А за окнами ночь была. Горели пятна красного абажура и желтого платья Розы, у мадам Пильмейстер отяжелели и нос, и щеки, и толстые груди, и живот, и концы теплого платка, который накинула на плечи впопыхах, когда отворяла двери; и Мотя кашлял. Сначала закашлявши от волнения, он теперь кашлял затяжно, самозабвенно, согнувшись и приложив обе руки к чахоточной груди. И это среди тишины, когда колдовали древняя Роза с Дерябиным и когда Дерябину — так Кашнев подумал — дороже всего была именно тишина.
— Т-ты! — сдержанно крикнул на Мотю пристав, чуть повернув голову.
Кашлял Мотя, не мог остановиться.
— Во-он! Вон пошел! — побагровев, заревел пристав. — Во-он, ты… овца! Убью!
Что-то было разорвано, — тонкое какое-то кружево. Смаху отодвинув в сторону Розу, схватил правой рукою стакан Дерябин. Закричала что-то мадам Пильмейстер, бросаясь к Моте. Вскочил Мотя и, все еще кашляя глухо, кинулся в темную половинку дверей, но вдогонку ему швырнул стаканом Дерябин. Через голову Моти перелетел стакан: где-то в темноте другой комнаты засверкали тонко стеклянные брызги; потом еще что-то глухо упало на пол и покатилось, должно быть медный подсвечник.
Поднялся Кашнев, подошел к Дерябину, спросил тихо, дотронувшись до его локтя:
— Ваня, ты пьян?
— И чтобы к чертовой матери он ушел с кашлем, поганый харкун!.. И двери закрыть!.. — кричал, не глядя на Кашнева, пристав. — Убью, если увижу!
Лицо стало твердое, сжатое, ястребиное, и у мадам Пильмейстер, навалившейся спиною на закрытую дверь, за которой скрылся Мотя, сами собою испуганно поднялись жирные руки.
— Господин пристав! Ну ведь он же больной! — беззвучно шептали губы мадам Пильмейстер.
— Он — больной, да! — резко повторила Роза.
Повернул к ней голову пристав, и долго они смотрели друг другу в жаркие глаза, как враги.
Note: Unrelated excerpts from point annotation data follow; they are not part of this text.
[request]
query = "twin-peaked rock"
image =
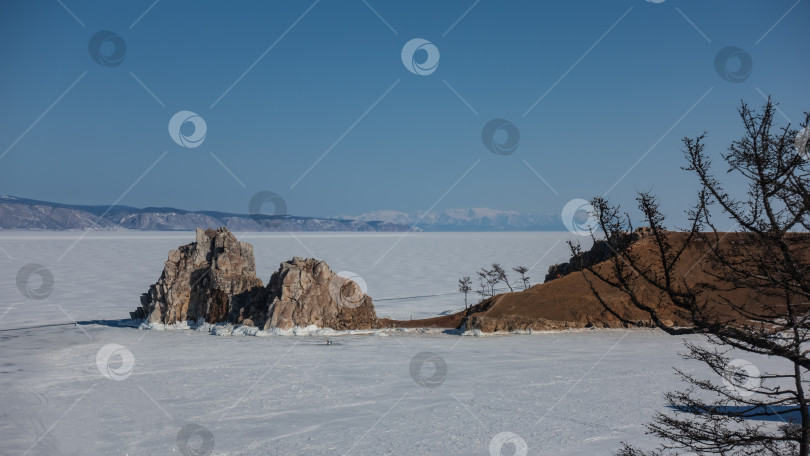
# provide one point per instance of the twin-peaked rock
(214, 279)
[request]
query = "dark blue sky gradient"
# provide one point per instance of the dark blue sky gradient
(610, 108)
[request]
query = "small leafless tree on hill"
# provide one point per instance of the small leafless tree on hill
(522, 270)
(749, 293)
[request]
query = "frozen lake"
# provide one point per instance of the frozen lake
(102, 275)
(100, 389)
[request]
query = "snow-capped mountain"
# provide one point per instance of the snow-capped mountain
(470, 219)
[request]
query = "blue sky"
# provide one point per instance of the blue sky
(616, 78)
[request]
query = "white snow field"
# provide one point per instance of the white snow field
(97, 388)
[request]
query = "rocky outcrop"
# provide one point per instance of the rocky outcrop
(214, 279)
(601, 250)
(206, 279)
(306, 290)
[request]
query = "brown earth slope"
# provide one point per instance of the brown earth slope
(569, 302)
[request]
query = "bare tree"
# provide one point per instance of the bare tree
(748, 292)
(522, 270)
(500, 273)
(465, 286)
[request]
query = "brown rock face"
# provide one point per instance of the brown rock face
(206, 279)
(214, 279)
(306, 290)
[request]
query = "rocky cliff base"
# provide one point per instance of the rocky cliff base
(214, 280)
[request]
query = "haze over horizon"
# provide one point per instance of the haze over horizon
(312, 100)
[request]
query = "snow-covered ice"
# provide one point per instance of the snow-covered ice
(97, 387)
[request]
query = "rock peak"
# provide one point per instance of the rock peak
(214, 279)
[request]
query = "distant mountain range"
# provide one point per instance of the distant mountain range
(27, 214)
(475, 219)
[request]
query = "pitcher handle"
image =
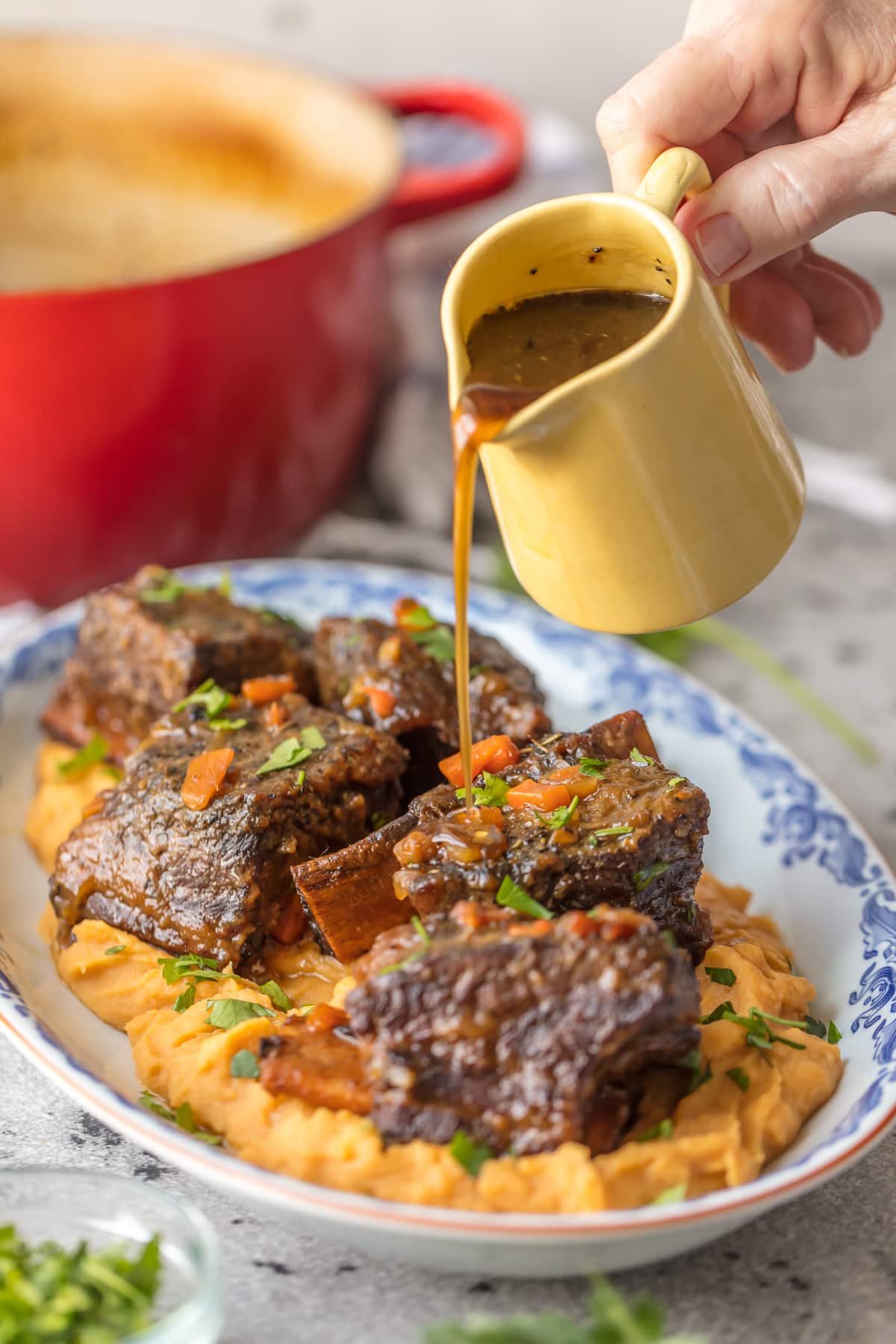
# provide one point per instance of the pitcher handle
(675, 176)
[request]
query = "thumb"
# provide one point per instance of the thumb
(783, 198)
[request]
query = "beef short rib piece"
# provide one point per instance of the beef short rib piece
(136, 656)
(217, 882)
(411, 675)
(524, 1034)
(635, 840)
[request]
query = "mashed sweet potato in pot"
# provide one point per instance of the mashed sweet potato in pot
(748, 1108)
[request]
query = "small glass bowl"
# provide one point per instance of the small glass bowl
(73, 1206)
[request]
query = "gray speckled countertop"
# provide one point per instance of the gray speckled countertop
(821, 1269)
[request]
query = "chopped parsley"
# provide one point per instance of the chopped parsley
(612, 1320)
(561, 816)
(166, 588)
(277, 996)
(437, 641)
(230, 1012)
(662, 1130)
(183, 1117)
(492, 793)
(470, 1155)
(245, 1065)
(84, 1296)
(211, 697)
(647, 875)
(186, 999)
(609, 833)
(671, 1196)
(593, 766)
(511, 894)
(89, 756)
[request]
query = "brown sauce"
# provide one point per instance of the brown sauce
(517, 354)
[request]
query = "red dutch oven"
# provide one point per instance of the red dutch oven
(193, 308)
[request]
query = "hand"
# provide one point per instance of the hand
(793, 105)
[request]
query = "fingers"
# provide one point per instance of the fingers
(768, 311)
(802, 297)
(777, 201)
(684, 97)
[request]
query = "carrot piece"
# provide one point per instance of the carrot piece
(290, 924)
(205, 777)
(324, 1018)
(492, 754)
(539, 793)
(579, 785)
(276, 715)
(262, 690)
(382, 702)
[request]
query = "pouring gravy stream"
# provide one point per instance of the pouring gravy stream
(517, 354)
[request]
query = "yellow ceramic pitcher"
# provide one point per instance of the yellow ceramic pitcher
(660, 485)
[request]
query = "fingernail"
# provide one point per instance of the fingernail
(722, 243)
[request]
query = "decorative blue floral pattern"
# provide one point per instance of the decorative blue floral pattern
(802, 824)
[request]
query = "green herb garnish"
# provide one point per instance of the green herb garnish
(662, 1130)
(186, 999)
(593, 766)
(438, 643)
(647, 875)
(492, 793)
(55, 1296)
(166, 588)
(672, 1196)
(277, 996)
(608, 833)
(89, 756)
(245, 1065)
(511, 894)
(226, 1014)
(183, 1117)
(211, 697)
(561, 816)
(470, 1155)
(612, 1320)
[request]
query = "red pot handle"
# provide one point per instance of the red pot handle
(429, 191)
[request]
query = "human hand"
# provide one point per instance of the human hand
(793, 105)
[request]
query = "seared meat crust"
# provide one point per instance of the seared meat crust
(215, 882)
(134, 659)
(524, 1035)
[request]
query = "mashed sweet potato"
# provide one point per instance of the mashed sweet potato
(722, 1135)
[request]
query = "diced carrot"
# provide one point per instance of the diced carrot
(262, 690)
(324, 1018)
(492, 754)
(579, 785)
(581, 925)
(205, 777)
(411, 616)
(276, 715)
(382, 702)
(290, 925)
(539, 793)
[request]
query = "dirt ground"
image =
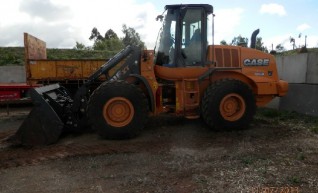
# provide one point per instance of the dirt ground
(279, 152)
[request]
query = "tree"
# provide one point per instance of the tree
(240, 41)
(260, 45)
(131, 37)
(108, 44)
(80, 46)
(280, 48)
(95, 35)
(110, 34)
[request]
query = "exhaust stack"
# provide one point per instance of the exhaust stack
(253, 38)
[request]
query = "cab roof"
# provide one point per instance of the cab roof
(208, 8)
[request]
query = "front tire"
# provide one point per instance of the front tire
(228, 104)
(117, 110)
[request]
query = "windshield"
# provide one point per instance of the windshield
(165, 47)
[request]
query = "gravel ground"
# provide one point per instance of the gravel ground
(278, 152)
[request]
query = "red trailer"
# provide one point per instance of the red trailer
(14, 91)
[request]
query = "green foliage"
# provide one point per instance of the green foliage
(80, 46)
(110, 34)
(240, 41)
(11, 56)
(108, 44)
(260, 45)
(223, 42)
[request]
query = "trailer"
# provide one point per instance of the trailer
(71, 73)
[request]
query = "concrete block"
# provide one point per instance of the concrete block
(312, 69)
(301, 98)
(293, 68)
(274, 104)
(12, 74)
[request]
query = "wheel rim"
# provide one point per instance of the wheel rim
(232, 107)
(118, 112)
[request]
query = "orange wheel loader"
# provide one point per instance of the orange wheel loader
(183, 75)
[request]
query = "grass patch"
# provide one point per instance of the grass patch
(294, 180)
(274, 115)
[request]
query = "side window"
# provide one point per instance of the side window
(191, 37)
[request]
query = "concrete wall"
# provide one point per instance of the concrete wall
(12, 74)
(301, 72)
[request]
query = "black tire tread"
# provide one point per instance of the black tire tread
(105, 130)
(212, 97)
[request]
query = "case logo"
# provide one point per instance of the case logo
(256, 62)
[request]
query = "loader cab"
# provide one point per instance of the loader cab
(183, 36)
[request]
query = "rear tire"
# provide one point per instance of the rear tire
(117, 110)
(228, 104)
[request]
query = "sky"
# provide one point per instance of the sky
(62, 23)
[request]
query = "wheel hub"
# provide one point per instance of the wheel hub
(118, 112)
(232, 107)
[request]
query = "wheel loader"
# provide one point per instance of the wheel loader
(183, 75)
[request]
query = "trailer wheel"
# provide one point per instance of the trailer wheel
(117, 110)
(228, 104)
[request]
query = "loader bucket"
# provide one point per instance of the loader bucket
(42, 126)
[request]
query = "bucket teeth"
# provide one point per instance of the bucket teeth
(43, 126)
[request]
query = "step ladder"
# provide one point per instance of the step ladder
(191, 98)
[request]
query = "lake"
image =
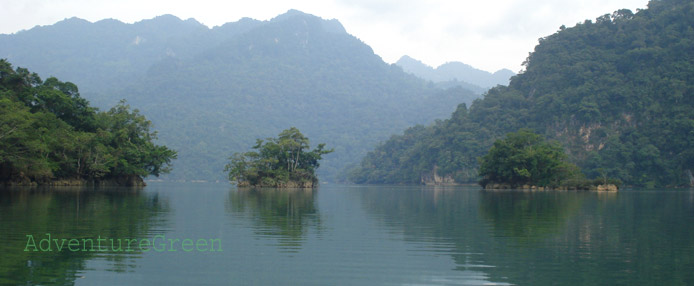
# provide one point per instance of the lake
(213, 234)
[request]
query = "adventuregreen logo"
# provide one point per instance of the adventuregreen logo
(159, 243)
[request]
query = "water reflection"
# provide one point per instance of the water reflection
(70, 212)
(445, 219)
(282, 214)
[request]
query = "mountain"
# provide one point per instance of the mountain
(617, 93)
(456, 73)
(212, 92)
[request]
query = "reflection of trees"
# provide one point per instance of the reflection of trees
(549, 238)
(281, 213)
(529, 216)
(70, 212)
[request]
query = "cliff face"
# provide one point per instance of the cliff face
(617, 94)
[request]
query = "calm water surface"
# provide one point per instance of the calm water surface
(352, 235)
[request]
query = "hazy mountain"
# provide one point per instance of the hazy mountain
(456, 73)
(211, 92)
(616, 92)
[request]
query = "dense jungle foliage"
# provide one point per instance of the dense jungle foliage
(210, 91)
(617, 93)
(49, 132)
(277, 162)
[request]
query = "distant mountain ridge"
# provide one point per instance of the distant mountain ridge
(616, 92)
(212, 91)
(456, 72)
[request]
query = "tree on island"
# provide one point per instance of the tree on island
(50, 135)
(525, 158)
(277, 162)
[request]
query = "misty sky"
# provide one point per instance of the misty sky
(487, 34)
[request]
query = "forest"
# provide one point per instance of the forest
(283, 162)
(49, 133)
(616, 93)
(210, 91)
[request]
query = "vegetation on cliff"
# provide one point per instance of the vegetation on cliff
(616, 93)
(525, 159)
(277, 162)
(48, 133)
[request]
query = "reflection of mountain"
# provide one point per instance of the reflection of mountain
(529, 216)
(444, 217)
(285, 214)
(548, 238)
(70, 213)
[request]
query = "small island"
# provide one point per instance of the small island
(282, 162)
(50, 135)
(524, 160)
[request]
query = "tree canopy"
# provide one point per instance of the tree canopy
(49, 132)
(525, 158)
(616, 93)
(277, 162)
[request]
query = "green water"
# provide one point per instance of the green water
(350, 235)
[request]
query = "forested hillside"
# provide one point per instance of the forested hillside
(617, 93)
(48, 133)
(213, 92)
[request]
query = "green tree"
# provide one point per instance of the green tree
(525, 158)
(277, 162)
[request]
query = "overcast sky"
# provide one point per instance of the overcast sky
(487, 34)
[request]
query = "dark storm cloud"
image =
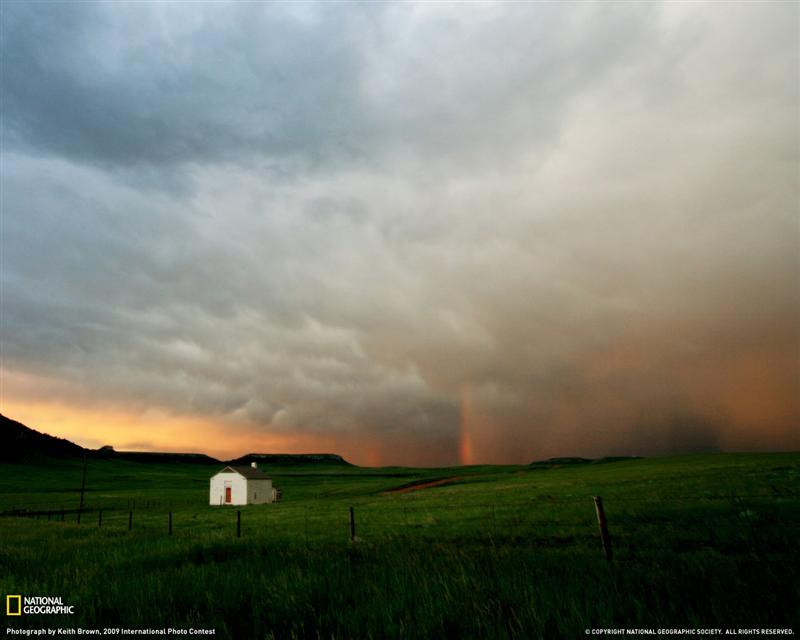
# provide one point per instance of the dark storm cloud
(545, 229)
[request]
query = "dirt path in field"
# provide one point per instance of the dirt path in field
(424, 484)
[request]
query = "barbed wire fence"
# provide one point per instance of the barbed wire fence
(620, 526)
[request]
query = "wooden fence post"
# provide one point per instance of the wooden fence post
(603, 524)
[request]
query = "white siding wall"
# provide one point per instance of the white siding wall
(259, 491)
(237, 484)
(243, 491)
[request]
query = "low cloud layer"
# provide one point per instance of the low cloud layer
(417, 234)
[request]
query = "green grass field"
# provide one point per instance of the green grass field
(499, 552)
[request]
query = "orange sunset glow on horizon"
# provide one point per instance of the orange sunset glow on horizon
(407, 234)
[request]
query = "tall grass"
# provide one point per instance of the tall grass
(507, 553)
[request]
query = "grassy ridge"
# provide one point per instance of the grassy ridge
(499, 552)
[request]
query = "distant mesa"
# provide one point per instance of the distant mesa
(289, 459)
(552, 463)
(21, 444)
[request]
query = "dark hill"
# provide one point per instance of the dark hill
(291, 459)
(19, 443)
(153, 457)
(552, 463)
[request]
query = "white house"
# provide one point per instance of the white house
(241, 485)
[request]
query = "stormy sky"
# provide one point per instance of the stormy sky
(409, 233)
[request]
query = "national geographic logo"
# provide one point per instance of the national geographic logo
(41, 605)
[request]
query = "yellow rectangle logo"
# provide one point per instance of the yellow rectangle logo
(10, 609)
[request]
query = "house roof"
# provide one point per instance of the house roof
(248, 472)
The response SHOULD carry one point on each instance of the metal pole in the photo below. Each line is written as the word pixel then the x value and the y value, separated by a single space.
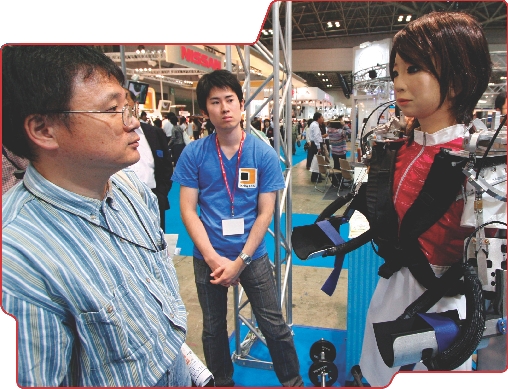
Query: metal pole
pixel 289 140
pixel 248 110
pixel 276 135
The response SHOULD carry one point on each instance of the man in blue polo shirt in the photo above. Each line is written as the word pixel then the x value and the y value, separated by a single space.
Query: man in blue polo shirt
pixel 233 177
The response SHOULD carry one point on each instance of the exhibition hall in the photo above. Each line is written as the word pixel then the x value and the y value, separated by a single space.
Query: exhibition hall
pixel 323 207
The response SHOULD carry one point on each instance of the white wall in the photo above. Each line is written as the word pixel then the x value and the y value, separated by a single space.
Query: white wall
pixel 313 60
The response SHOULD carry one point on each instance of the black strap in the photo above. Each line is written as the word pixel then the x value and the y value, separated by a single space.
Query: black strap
pixel 382 216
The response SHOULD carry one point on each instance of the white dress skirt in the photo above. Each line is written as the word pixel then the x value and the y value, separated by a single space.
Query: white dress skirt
pixel 390 299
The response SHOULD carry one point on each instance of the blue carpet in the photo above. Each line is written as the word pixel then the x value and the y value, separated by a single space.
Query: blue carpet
pixel 304 338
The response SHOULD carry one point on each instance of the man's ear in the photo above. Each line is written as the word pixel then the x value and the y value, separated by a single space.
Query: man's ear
pixel 41 131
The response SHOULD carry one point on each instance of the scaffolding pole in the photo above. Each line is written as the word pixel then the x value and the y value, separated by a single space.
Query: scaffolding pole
pixel 282 113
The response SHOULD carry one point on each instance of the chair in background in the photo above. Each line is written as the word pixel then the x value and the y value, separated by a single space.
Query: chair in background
pixel 348 173
pixel 326 170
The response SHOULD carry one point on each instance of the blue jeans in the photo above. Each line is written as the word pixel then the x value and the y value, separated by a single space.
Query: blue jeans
pixel 258 282
pixel 178 375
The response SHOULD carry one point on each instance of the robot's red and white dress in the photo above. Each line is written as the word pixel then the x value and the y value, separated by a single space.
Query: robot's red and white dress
pixel 442 245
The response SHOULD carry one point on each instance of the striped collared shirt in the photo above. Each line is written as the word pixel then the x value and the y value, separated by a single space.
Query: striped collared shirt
pixel 91 284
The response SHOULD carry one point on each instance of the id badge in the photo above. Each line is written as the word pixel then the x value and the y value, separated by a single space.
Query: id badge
pixel 232 227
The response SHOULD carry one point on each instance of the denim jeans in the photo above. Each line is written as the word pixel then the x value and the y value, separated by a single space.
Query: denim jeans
pixel 178 375
pixel 258 282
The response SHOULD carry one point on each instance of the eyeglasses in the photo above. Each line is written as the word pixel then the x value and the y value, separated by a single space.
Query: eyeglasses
pixel 127 113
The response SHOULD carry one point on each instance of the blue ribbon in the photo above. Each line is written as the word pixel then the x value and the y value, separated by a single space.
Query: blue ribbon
pixel 331 283
pixel 445 328
pixel 446 331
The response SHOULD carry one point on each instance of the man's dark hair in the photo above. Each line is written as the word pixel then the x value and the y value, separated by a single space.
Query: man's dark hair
pixel 40 79
pixel 222 79
pixel 452 47
pixel 500 100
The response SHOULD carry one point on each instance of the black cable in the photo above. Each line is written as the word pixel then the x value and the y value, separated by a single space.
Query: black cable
pixel 482 162
pixel 381 114
pixel 474 233
pixel 367 120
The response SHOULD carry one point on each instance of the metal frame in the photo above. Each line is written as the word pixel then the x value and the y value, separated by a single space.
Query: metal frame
pixel 281 98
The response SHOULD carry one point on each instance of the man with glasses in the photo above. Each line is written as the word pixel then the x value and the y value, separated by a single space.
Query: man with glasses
pixel 85 266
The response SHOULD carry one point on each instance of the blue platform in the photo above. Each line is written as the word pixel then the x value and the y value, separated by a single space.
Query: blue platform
pixel 304 337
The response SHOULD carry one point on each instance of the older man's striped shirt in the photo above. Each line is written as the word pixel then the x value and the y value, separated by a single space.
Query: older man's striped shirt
pixel 91 285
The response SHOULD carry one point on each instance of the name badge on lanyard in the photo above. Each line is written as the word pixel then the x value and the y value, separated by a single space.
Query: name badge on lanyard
pixel 233 226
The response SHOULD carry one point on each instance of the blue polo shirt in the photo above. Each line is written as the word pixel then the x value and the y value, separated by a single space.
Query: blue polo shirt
pixel 259 172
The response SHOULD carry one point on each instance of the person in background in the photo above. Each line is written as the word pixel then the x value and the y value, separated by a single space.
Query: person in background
pixel 440 91
pixel 182 122
pixel 256 123
pixel 500 103
pixel 154 167
pixel 316 142
pixel 268 130
pixel 85 267
pixel 294 134
pixel 158 123
pixel 209 127
pixel 337 134
pixel 168 127
pixel 196 132
pixel 229 245
pixel 177 142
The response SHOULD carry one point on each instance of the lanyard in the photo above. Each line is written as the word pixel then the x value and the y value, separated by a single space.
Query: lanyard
pixel 231 195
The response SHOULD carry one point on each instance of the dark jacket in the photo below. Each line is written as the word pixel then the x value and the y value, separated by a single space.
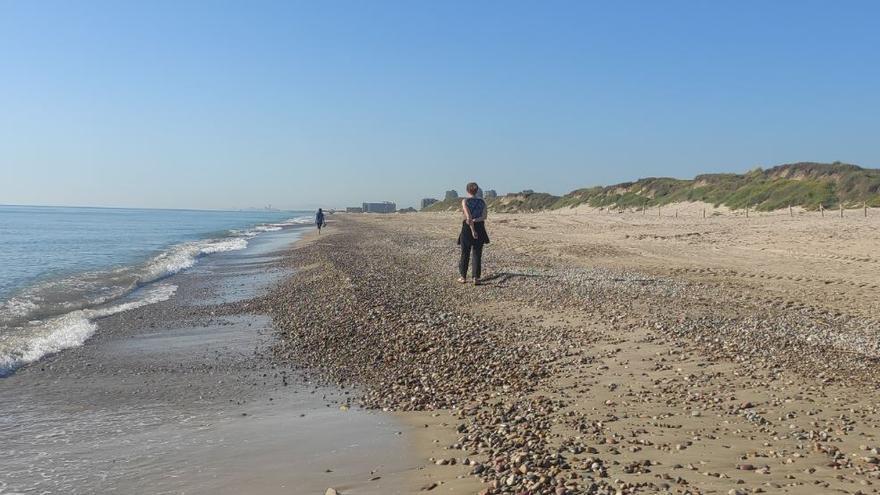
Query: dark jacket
pixel 467 236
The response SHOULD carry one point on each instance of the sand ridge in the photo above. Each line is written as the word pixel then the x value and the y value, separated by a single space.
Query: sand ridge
pixel 656 367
— Ваня, пойдем-ка отсюда, ты пьян! — с серьезной и несколько брезгливой нотой в голосе, — нечаянно такой же брезгливой, как у Дерябина, требовательно сказал Кашнев.
Сдержанно, длинно сопя, пристав переводил круглые глаза с одного на другого из этих трех. Мотя все еще кашлял придушенно — должно быть, в подушку… А за окнами была тихая ночь.